On January 10th, 2020, the sequence to a novel coronavirus, SARS-CoV-2, was uploaded to Genbank. At the time, it was associated with what was reported as a small outbreak of an atypical pneumonia in the Wuhan province of China. The first confirmed case of this mysterious virus in the United States was reported by the Centers for Disease Control & Prevention (CDC) on January, 21, 2020. On January 30, the World Health Organization (WHO) declared a public health emergency, and one day later, so did the United States.[4,5] By February 11, the WHO introduced the name of this disease: COVID-19, caused by the SARS-CoV-2 virus. Just over 1 month after the first cases had been reported, there were more than 42,000 cases in China and hundreds of suspected cases in 24 other countries. On March 11, the WHO declared COVID-19 a pandemic, and it was becoming increasingly clear that the world was on the brink of a public health crisis the likes of which has not been seen in any of our lifetimes.
The scope of human life lost, and devastation on many levels, is impossible to understate. At the time of this writing there have been more than 2.5 million COVID-19 deaths worldwide and more than 500,000 in the United States. The economic and societal repercussions are still unfolding, and the pandemic is not over. The sacrifices and accommodations to daily life surely did have—and continue to have—an impact on slowing the spread of the SARS-CoV-2 virus and the COVID-19 disease it causes. But as the pandemic unfurled in unprecedented ways, so did the response by the medical and scientific community. Governments, private companies, educational institutions, and philanthropists joined forces in massive collaborative efforts to meet the challenges of the pandemic, all with common goals of understanding the SARS-CoV-2 virus, finding effective treatments, and developing accurate diagnostic strategies in the face of this fast-moving foe.[8,9] We need only look at the remarkable vaccine development to understand the fruits of such labor.[10,11]

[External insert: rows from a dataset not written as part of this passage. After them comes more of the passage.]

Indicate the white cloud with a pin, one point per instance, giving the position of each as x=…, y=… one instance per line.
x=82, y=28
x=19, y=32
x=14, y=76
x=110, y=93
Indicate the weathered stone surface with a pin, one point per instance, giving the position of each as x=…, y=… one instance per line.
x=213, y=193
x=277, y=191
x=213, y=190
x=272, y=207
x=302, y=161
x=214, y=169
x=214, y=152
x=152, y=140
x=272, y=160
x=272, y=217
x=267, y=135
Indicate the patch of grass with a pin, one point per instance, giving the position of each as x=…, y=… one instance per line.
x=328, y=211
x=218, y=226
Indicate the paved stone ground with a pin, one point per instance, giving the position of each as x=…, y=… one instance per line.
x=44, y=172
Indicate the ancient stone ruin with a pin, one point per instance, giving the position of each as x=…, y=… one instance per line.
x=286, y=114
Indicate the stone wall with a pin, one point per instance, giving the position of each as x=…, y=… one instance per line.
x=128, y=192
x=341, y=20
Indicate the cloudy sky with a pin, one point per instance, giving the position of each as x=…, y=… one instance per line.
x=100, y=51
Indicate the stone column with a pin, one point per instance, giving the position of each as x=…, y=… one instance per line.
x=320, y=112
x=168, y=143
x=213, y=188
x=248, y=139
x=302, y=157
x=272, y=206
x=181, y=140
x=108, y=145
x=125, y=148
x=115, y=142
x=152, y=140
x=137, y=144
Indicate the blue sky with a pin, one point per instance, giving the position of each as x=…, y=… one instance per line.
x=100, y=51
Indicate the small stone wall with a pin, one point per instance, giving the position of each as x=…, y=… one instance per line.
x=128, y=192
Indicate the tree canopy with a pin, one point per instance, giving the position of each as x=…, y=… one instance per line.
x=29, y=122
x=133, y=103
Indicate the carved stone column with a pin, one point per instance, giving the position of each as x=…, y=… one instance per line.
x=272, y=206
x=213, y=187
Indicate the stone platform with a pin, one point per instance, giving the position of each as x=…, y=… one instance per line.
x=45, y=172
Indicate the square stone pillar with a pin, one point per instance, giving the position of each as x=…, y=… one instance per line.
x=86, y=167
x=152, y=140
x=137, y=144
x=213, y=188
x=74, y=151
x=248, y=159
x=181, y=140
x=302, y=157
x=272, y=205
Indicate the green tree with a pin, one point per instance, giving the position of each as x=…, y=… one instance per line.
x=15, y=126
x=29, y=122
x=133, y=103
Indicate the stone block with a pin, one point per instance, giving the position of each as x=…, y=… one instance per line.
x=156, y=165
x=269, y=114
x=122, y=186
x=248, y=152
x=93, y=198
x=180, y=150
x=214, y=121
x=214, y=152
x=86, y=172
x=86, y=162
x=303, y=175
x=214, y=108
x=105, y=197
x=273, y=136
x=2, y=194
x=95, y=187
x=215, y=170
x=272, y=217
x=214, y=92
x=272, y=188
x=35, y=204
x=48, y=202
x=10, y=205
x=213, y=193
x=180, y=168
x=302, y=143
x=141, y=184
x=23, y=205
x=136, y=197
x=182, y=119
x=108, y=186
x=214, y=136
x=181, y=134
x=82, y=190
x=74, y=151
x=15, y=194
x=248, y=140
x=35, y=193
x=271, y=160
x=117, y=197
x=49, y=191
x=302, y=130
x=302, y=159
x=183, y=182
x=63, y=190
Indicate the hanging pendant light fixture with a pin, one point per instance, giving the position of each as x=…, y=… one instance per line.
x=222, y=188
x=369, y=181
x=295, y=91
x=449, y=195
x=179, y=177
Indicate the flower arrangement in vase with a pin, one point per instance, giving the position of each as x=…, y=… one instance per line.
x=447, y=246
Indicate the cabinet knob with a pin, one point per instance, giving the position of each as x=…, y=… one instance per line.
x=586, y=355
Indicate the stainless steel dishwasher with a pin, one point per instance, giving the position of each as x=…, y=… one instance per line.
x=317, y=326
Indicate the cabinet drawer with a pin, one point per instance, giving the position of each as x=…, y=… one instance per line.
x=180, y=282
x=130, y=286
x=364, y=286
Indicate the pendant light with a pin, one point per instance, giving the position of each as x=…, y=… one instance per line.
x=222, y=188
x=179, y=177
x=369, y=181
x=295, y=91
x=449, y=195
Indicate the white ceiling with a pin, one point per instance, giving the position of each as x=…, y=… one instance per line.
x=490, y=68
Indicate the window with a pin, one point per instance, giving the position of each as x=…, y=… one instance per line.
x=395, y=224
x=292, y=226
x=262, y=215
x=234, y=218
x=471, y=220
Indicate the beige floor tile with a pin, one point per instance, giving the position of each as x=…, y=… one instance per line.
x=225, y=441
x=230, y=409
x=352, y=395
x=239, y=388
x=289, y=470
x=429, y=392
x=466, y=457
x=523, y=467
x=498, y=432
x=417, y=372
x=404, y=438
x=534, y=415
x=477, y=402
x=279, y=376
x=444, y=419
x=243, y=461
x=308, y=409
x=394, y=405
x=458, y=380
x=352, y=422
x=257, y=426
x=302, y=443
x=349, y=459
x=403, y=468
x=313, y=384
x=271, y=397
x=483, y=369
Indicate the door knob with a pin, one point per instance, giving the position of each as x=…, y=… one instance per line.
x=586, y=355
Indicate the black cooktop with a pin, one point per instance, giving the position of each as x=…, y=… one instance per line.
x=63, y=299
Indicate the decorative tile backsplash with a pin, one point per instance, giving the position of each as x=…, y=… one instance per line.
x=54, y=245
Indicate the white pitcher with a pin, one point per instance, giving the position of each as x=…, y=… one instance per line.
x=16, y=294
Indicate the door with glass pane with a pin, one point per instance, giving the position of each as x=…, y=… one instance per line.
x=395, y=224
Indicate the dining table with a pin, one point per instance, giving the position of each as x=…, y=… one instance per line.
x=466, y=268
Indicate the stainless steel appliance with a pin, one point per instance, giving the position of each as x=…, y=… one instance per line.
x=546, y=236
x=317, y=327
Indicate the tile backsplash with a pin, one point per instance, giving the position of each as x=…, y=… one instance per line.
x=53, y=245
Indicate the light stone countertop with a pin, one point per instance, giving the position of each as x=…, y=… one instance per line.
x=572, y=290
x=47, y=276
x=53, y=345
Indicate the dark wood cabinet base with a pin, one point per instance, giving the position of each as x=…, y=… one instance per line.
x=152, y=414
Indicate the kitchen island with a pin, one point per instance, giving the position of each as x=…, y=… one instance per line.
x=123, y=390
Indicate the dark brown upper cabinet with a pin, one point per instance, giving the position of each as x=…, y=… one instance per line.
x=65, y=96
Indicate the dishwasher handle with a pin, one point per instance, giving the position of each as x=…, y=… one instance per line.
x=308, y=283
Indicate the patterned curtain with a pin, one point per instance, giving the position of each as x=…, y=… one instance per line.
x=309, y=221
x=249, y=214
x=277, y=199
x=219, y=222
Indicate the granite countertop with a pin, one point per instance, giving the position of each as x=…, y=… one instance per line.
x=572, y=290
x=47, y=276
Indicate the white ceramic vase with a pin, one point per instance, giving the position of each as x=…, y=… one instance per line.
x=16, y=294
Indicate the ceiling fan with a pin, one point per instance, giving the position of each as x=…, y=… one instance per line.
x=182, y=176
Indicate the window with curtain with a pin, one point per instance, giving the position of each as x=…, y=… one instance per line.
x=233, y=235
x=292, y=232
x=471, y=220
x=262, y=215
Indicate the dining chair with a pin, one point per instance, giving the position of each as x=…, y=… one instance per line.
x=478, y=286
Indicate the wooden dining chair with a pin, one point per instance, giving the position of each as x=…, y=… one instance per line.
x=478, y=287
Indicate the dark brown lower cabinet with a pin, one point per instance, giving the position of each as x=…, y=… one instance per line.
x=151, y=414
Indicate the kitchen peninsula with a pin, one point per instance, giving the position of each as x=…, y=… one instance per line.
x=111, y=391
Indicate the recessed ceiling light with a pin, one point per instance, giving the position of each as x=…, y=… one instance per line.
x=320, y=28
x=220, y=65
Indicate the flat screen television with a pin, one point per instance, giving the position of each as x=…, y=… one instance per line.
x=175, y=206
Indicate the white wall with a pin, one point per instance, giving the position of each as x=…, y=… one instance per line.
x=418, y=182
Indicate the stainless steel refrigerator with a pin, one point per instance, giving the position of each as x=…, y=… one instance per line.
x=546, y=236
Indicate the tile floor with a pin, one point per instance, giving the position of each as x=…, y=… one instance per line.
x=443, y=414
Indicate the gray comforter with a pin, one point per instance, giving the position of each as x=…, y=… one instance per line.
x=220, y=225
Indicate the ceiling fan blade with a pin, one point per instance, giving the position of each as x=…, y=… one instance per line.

We can also look to the development and distribution of diagnostic tests as a mark of achievement. Assays for SARS-CoV-2 became available to laboratories for this emerging analyte with astonishing speed and variety. The first report of a reverse transcriptase real-time polymerase chain reaction (RT-PCR) test developed with the intent of mass production was published on January 23, 2020. By February 2, the WHO had 250,000 test kits delivered. The CDC was granted a U.S. Food & Drug Administration Emergency Use Authorization (FDA-EUA) for an RT-PCR test on February 4 and had shipments to all 50 states the next day.[14,15] By the end of that month, there were more than 14 nucleic acid amplification tests (NAATs) commercially available. This number soon skyrocketed, and NAATs quickly became the gold standard for COVID-19 diagnosis. However, NAATs do have some performance issues, particularly false negative results, mostly because of difficulty in nasopharyngeal specimen collection and viral load. In addition, supply has not always been able to keep up with demand for NAATs. Antigen tests have emerged as well, but their lack of sensitivity relegates them to screening tools. Although detecting acute infection is of paramount importance, both the molecular and antigen methods have a limited detection window and cannot detect past infection.[17,18] And there are some questions they cannot answer. Early in the pandemic, little was known about the rate of transmission, asymptomatic infection, or the immunologic response to the novel virus. The need to broaden testing strategies to include antibody testing (also known as serology testing) was clear, and commercially available tests followed before long.
The first SARS-CoV-2 antibody test was granted EUA on April 1, 2020. Unlike NAATs, used as a primary diagnostic tool, antibody tests detect the humoral response to SARS-CoV-2 and are not to be used as a sole mode of diagnosis. They confirm past infection. As such, the FDA initially only suggested but did not require EUA for SARS-CoV-2 antibody tests. Within the first week of April, there were at least 70 SARS-CoV-2 antibody tests on the market without such authorization. With them came false claims of diagnostic capabilities and false claims of FDA approval. On May 5, amidst a slew of performance concerns and inappropriate marketing claims, the FDA tightened the reins on antibody tests and required EUA approval for their use. But reports of underperformance persisted, and public trust was breached. In response, independent evaluations began in a collaborative effort with the FDA, the CDC, the National Institutes of Health (NIH), the National Cancer Institute (NCI), and the Biomedical Advanced Research and Development Authority (BARDA). On June 19, the FDA created a "Do Not Use" list for SARS-CoV-2 antibody tests. To date, more than 100 antibody tests have been removed from the market.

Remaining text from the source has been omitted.